An example, I use my Lansky to re-bevel a lot of traditional pocketknives, most of which have blades that are ~ 5/8" wide or narrower. I use the notch at the front edge of the clamp to hold these blades, so there's usually ~ 3/8" - 1/2" of blade extending beyond the clamp's front edge. Taking that measurement into account for the 'base' of the right triangle, the actual angle usually works out to ~ 14-15 degrees per side, when using the '17' marked setting. Wider blades will obviously reduce that angle measurement even more. The same discrepancies exist at the other marked settings (20/25/30) as well.

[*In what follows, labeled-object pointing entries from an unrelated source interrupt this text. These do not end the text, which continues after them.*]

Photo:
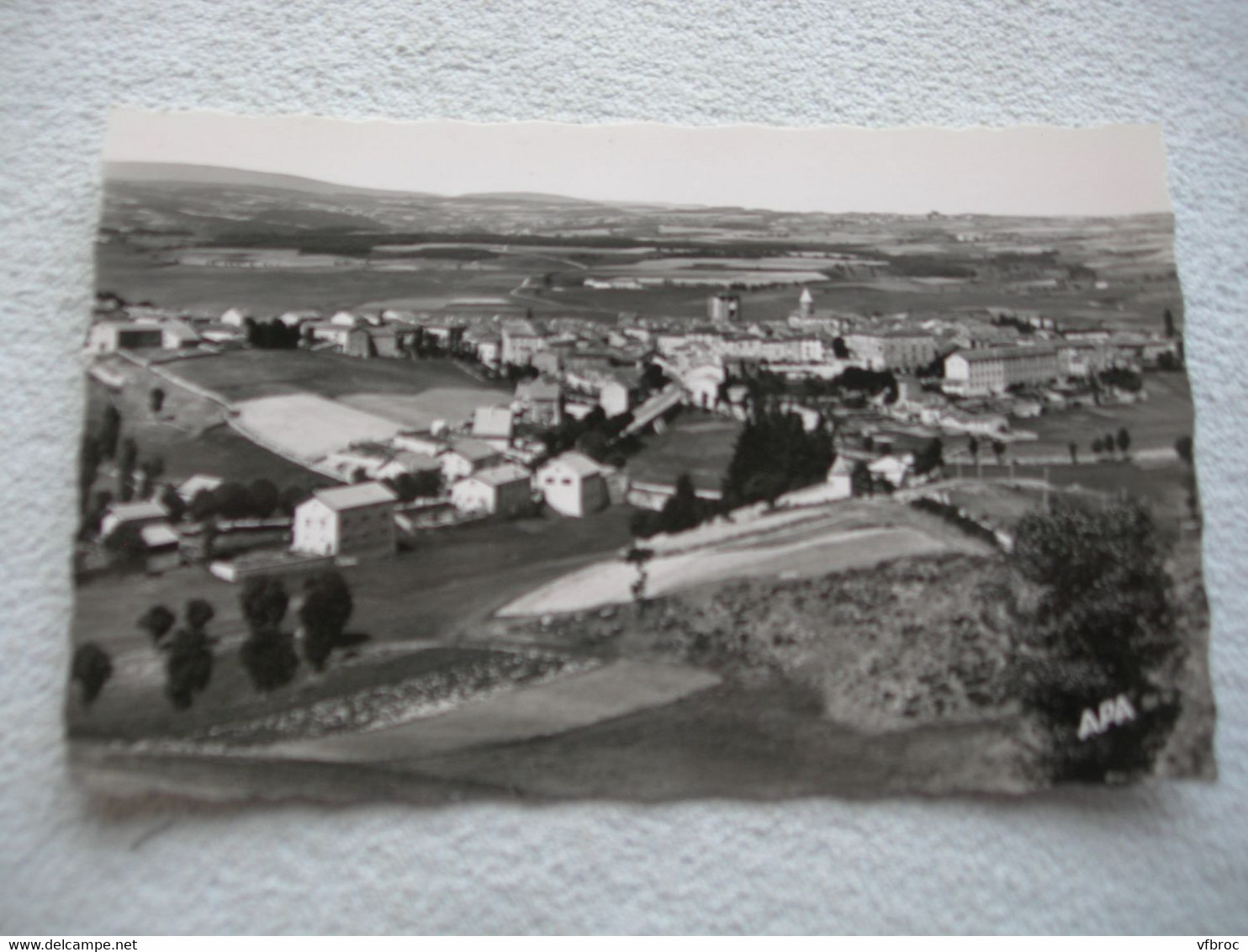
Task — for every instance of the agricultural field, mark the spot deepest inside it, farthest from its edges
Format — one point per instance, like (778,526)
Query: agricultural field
(1163,485)
(1153,425)
(309,427)
(829,539)
(453,405)
(137,276)
(695,443)
(247,374)
(188,433)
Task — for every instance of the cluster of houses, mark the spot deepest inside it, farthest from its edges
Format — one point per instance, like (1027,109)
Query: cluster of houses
(995,366)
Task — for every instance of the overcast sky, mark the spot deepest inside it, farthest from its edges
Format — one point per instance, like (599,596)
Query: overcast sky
(1026,170)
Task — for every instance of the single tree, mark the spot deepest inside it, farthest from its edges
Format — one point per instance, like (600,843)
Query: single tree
(930,458)
(232,500)
(198,614)
(263,600)
(268,658)
(110,432)
(684,510)
(1183,447)
(638,558)
(126,469)
(188,668)
(156,621)
(152,469)
(327,606)
(92,669)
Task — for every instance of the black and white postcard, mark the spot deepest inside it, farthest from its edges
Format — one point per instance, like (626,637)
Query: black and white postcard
(443,461)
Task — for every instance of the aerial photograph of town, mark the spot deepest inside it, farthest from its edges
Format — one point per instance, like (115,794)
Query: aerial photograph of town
(442,492)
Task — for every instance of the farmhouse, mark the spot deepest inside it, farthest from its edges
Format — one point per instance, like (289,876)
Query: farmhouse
(113,336)
(355,521)
(420,442)
(407,463)
(139,514)
(724,307)
(161,549)
(196,484)
(573,484)
(493,426)
(892,469)
(541,400)
(840,478)
(500,490)
(521,342)
(994,369)
(176,335)
(466,457)
(892,350)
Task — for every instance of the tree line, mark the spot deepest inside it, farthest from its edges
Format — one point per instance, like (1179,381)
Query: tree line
(267,654)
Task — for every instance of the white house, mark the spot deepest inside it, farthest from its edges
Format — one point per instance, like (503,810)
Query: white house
(573,484)
(420,442)
(703,384)
(407,463)
(176,335)
(346,521)
(493,426)
(196,484)
(892,468)
(500,490)
(113,336)
(145,512)
(466,457)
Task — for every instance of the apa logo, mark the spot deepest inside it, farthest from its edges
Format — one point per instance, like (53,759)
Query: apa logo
(1112,712)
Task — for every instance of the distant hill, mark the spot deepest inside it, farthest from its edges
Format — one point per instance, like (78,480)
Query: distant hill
(176,172)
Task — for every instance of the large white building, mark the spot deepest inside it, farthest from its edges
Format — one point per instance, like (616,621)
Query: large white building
(995,369)
(113,336)
(466,457)
(573,484)
(355,521)
(892,350)
(520,343)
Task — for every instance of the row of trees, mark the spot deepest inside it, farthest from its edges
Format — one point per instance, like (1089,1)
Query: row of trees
(268,654)
(682,512)
(597,436)
(773,456)
(257,500)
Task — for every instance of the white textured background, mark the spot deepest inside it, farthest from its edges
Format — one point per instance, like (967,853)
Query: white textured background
(1161,859)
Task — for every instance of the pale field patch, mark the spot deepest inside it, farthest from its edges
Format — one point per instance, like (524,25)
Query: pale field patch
(309,427)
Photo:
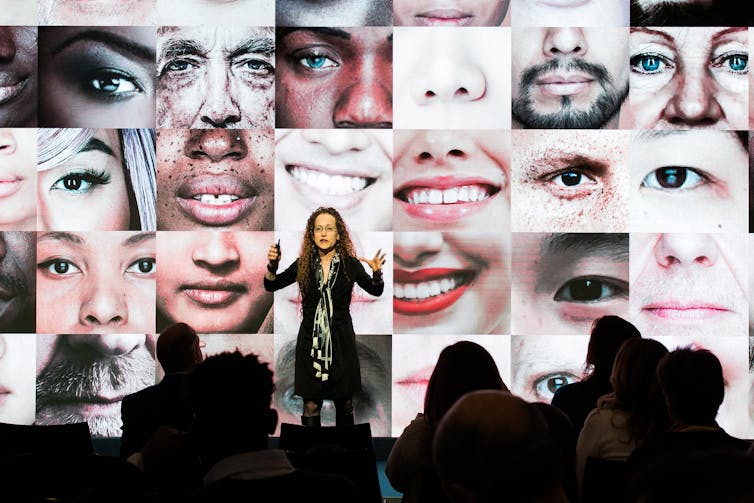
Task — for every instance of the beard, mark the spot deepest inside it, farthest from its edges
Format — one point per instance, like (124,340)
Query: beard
(604,108)
(66,386)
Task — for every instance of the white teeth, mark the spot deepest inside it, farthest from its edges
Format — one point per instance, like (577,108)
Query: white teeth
(217,199)
(463,194)
(423,290)
(333,185)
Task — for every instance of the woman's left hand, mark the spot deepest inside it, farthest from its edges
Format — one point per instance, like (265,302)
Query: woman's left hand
(377,262)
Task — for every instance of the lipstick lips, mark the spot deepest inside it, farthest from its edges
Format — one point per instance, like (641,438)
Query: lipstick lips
(214,294)
(429,290)
(445,199)
(216,199)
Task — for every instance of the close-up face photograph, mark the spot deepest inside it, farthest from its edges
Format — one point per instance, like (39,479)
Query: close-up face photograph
(96,180)
(215,77)
(333,13)
(569,13)
(446,78)
(451,283)
(575,181)
(540,365)
(451,180)
(18,179)
(18,71)
(370,405)
(97,12)
(449,13)
(370,314)
(689,181)
(96,77)
(85,377)
(95,282)
(562,282)
(334,78)
(215,12)
(683,78)
(17,378)
(346,169)
(17,281)
(568,78)
(218,179)
(689,284)
(214,280)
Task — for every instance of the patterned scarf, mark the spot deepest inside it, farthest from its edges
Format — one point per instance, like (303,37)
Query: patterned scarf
(322,339)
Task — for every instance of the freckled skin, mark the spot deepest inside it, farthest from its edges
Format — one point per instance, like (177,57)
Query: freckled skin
(599,203)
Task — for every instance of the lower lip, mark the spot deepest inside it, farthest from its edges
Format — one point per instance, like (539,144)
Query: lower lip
(428,305)
(216,214)
(9,187)
(212,298)
(687,314)
(565,88)
(445,212)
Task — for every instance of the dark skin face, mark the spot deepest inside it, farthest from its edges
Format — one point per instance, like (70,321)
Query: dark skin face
(334,77)
(215,178)
(18,76)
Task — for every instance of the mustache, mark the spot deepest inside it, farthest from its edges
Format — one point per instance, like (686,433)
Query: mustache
(531,75)
(85,379)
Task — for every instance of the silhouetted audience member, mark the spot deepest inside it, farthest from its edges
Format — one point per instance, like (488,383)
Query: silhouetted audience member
(692,383)
(164,404)
(624,418)
(578,399)
(462,367)
(492,446)
(231,395)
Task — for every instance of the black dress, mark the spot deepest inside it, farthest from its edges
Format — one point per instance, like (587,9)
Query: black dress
(345,373)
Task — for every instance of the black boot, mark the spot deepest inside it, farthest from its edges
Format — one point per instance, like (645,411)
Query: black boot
(313,421)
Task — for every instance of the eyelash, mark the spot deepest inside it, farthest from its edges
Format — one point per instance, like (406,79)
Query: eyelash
(696,179)
(608,289)
(89,177)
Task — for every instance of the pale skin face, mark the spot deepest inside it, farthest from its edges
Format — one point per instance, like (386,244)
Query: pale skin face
(211,77)
(562,282)
(215,281)
(97,77)
(568,78)
(575,181)
(447,180)
(569,13)
(349,170)
(214,178)
(689,284)
(87,192)
(95,282)
(18,177)
(689,77)
(690,181)
(453,13)
(97,12)
(452,282)
(443,80)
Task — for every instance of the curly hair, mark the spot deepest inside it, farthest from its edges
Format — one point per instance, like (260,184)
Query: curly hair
(308,250)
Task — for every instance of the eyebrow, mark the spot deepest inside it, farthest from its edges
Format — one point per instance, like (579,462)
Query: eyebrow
(116,42)
(613,246)
(62,236)
(137,239)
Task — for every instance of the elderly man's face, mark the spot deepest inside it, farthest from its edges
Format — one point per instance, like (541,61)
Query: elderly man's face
(689,284)
(335,77)
(213,77)
(568,77)
(215,179)
(85,377)
(689,77)
(17,280)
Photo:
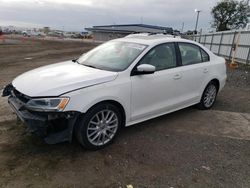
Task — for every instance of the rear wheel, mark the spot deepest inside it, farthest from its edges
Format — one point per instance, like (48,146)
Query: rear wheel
(209,96)
(99,126)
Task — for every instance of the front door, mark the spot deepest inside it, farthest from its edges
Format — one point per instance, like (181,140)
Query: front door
(158,92)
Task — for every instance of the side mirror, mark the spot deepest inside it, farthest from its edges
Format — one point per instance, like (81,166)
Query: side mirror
(145,69)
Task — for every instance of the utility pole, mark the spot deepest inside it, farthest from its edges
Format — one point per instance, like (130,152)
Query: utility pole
(182,27)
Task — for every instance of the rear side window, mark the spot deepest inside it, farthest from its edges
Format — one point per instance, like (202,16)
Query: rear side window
(192,54)
(162,57)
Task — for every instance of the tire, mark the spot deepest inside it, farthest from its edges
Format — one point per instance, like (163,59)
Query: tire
(209,96)
(99,126)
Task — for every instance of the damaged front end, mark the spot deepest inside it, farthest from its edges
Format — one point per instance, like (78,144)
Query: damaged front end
(50,123)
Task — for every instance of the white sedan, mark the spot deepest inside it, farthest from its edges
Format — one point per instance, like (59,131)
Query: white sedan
(119,83)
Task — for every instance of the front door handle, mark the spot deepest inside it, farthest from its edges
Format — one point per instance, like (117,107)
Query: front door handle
(205,70)
(177,77)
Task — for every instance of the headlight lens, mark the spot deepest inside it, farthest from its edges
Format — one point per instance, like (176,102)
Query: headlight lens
(47,104)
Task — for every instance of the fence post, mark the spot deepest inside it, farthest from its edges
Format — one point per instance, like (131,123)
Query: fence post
(205,38)
(232,46)
(220,43)
(211,41)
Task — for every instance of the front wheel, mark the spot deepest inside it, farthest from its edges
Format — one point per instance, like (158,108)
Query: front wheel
(209,96)
(99,126)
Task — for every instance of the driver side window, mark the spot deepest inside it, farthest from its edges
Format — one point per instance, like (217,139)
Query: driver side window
(162,57)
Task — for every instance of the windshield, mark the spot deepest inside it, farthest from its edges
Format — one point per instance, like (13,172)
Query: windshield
(112,56)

So, in a nutshell, any blade which is positioned in the Lansky clamp to allow the hones to actually contact the edge, will always result in an actual angle that's less than the marked setting would imply. For very wide blades, such as kitchen/chef's knives, the angle will be much, much more acute than the marked indicator, perhaps by ~ 4-5 degrees or more per side.
For small blades, such as found on pocketknives and most typical folders, the variation in angle along the edge's length isn't going to be significant enough to notice anyway. That 'arc' which the hone works in, won't make enough difference in the distance between the back of the clamp and the edge, to make a noticeable difference. With somewhat larger blades (> 4"), you might begin to notice some widening of the bevels, the further the clamp is from the ends of the blade. Even then, it doesn't mean the edge can't or won't be wicked sharp when you're done (assuming you've properly done your part). This is why I've never been too concerned about the actual angle measurement. It's basically a moot point for 99.99% of anything we will ever use our knives for. Sharpen the edge, use it, then go a 'little higher' in angle if the edge isn't durable enough for you. Or a little lower, if it doesn't slice quite finely enough for your tastes. Otherwise, it's all good.